Teddy is particularly proud of his involvement in representing the interests of young lawyers and raising awareness about issues that matter to them. He emphasizes the dedication of task force committee members such as Kevin Johnson and Dana Hrelic in these efforts, noting that “the three of us stood strong at making sure the concerns and issues of young lawyers across the nation were heard as we made recommendations. Nowhere else in America will you find a business that seeks to improve its product without talking to its customers. And contrary to what some may think, students are the customers when it comes to institutions of higher learning.” With that focus in mind, Teddy and others worked to ensure that the concerns of law students were addressed when the task force reported its findings and recommendations. The task force presented its final report on February 10, 2014.


During his last year in law school and his first year in practice, Teddy also served on the ABA Truth in Law School Education Committee (TILSEC). TILSEC, which was founded in 2010, was instrumental in influencing the ABA to encourage increased transparency by law schools on issues such as matriculation, cost, and graduate employment rates. Teddy and others sought a balanced approach to TILSEC’s mission by soliciting and incorporating contributions from both law students and young lawyers.

During his time in law school, Teddy was also involved in the Council on Legal Education and Opportunity (CLEO), which assists minority students in establishing a strong foundation for pursuing a legal education. He began actively assisting CLEO during his second year in law school, when he would fly to Atlanta and Los Angeles to speak to minority students at different law schools.

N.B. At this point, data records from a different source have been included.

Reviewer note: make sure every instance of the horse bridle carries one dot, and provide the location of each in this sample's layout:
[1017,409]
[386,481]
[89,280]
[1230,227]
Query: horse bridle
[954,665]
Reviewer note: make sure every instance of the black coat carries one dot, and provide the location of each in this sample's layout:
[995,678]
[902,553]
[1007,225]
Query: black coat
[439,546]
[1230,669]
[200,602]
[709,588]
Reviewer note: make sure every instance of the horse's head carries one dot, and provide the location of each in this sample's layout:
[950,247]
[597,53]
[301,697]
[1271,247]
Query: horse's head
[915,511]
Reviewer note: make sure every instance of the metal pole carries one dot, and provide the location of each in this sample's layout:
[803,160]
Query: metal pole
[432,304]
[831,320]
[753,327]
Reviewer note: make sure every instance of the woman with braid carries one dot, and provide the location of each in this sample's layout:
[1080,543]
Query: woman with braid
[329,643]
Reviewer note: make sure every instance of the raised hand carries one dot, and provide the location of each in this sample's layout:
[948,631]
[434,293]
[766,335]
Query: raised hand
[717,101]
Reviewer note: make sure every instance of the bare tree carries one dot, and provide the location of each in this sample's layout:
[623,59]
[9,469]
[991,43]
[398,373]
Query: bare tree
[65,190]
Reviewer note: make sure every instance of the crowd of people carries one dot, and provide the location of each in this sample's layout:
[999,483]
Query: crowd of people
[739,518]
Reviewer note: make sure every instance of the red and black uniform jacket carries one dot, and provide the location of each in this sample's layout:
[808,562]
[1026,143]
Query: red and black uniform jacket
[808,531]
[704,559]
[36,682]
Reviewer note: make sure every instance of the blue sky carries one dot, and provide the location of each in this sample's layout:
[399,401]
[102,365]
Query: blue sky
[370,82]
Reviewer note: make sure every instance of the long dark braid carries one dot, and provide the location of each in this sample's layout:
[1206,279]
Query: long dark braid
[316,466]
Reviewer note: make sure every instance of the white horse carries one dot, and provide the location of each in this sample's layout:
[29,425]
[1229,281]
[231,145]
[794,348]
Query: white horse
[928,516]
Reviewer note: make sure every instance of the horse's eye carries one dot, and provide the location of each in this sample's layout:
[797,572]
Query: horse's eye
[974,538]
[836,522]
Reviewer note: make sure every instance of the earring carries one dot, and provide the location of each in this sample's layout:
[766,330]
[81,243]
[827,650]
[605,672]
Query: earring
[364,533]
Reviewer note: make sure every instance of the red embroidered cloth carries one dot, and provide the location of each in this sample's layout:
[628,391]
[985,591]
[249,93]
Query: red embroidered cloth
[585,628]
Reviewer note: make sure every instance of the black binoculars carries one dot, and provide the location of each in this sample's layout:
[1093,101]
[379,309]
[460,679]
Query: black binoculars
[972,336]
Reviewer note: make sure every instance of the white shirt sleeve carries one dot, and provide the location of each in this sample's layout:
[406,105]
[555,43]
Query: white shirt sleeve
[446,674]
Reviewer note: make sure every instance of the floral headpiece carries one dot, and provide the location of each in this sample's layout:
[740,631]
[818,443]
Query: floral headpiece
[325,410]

Teddy continues to remain involved with the ABA after law school, serving as an adviser to the ABA Law Student Division in 2013 and to the National Black Law Students Association. He is currently a member of the ABA YLD National Conferences Team, which handles the administrative details for various YLD conferences throughout the year. Teddy is also an active member of both the State Bar of Georgia and the Florida Bar.

On behalf of The Affiliate and the ABA YLD, a heartfelt congratulations to you, Teddy, for all that you do for the profession on both the local and national levels.